Edit: It was pointed out to me on reddit that there is actually proof that CCP is using Windows HPC. That made a few changes to this blogpost necessary.
Edit 2: In the meantime I have been told by CCP Veritas that, despite what the video says, they have decided against Windows HPC. That means of course that my statements about that being a problem for performance do not apply. It's great to get new information and to learn from mistakes.
I recommend you to also read the exchange on reddit where CCP Veritas offers a few interesting insights.
In the last two weeks EVE Online saw the development of a major conflict which is now commonly called
the Halloween War. As usual with such events, there's lots of reporting, grandstanding and chestbeating so all involved parties can feel a bit better about losing close to a trillion ISK and staying up all night, playing a game in slow motion.
Most recently, this collective exercise in gaming masochism resulted in the inevitable node crash massive fleet fights tend to create whenever they do not happen on something that CCP calls a "Reinforced Node".
The consequence of the node crash is a lot of fingerpointing at CCP and all kinds of theories and myths arise about the Tranquility server's ability to cope with the growth of EVE.
On the first glance, the Tranquility server system looks pretty impressive. Both CCP and the gaming press also like to further bedazzle the audience with spectacular terms like "Military Grade Hardware" and staggering numbers like "2500GHz Processing Power".
Certainly, Tranquility is a high-performance system that can do a lot. So why does it not manage to sustain large fleet battles or Burn Jita scale events?
Personally I have some professional experience with High Performance Computing Systems, otherwise known under the more catchy term "Supercomputing Clusters". I have been a user and maintainer of such systems when I was with the military, and more recently I have actually built and installed systems like that as a job.
Under scrutiny, and when comparing it with other HPC systems, Tranquility becomes quite a bit less impressive, and therein lies a possible explanation why CCP is suffering from node crashes when there are massive conflicts.
Where to begin ...?
Processing Power
First of all, processing power is not measured in clock speed alone. The generally accepted baseline unit of measuring processing power is called FLOPS which is a combination of clock speed and processing cores available.
Not only is clock speed alone not a sufficient way of measuring processing power, it also doesn't quite add up in the way that you can say you have 2000 GHz of total speed just because you have 500 CPUs running at 4GHz each. For that to be remotely applicable as a statement, you would have to have all those CPUs doing exactly the same thing parallel in a multithreaded way, and here we hit another stumbling block in CCP's setup.
Bits and Threads
Multithreading - simply put - means that you can split the same operation among many processor cores at the same time so that they share their workload. CCP personnel rarely make statements about the specifics, but on the most recent Episode of "Shit on Kugu" (a fitting name for that terrible podcast) CCP Dolan re-iterated that "EVE can run on a single core" and that CCP are working on making EVE 64 bit so they can actually use multithreading. (It's at about 45min into the podcast)
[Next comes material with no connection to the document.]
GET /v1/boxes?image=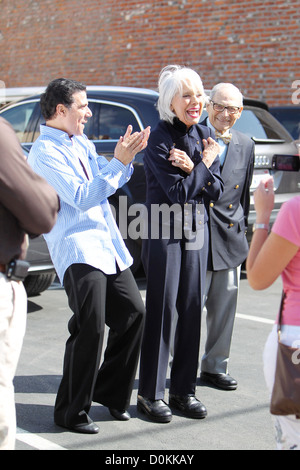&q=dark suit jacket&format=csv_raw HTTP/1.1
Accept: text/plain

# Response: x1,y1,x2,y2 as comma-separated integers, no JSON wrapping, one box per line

There is a hidden piece of information there: There is one commonly used server system that is incapable of running 32 bit applications parallel multithreaded while making full use of a multicore architecture: Microsoft Windows. As a matter of fact, the Windows Server OS is limited by the codebase in the number of cores it can utilize.
I have once worked with a Windows Server HPC system (TBH "Windows HPC" sounds like an oxymoron to me to begin with) and I can tell you it was the worst performing HPC system I have ever seen. I wouldn't expect to run CFC vs. Everyone Else on such a system without lots of sleepless nights because of crashes.
Nodes and Resources
In standard HPC terminology, a node is a single hardware platform with it's standard setup (CPU, Memory, coprocessors etc. all on one motherboard). Generally, you would have one or more so called master nodes which schedule processing tasks for all the compute nodes which do the actual number crunching. This is done by means of a so called job scheduler and the applications are built to support running in parallel. The job scheduler looks everywhere on the cluster - according to parameters which you can set - where it can find free resources to process the given workload.
So let's say you have 500 Ishtars all launch Sentry Drones and fire at a target. That is a set of mathematical operations which have to be done by the cluster. Now the scheduler gets this submitted as a job and then it would look for cores and memory and clock cycles which are sufficient and optimal to finish those calculations. That is if your system and your software support multithreaded parallel computation on multiple cores.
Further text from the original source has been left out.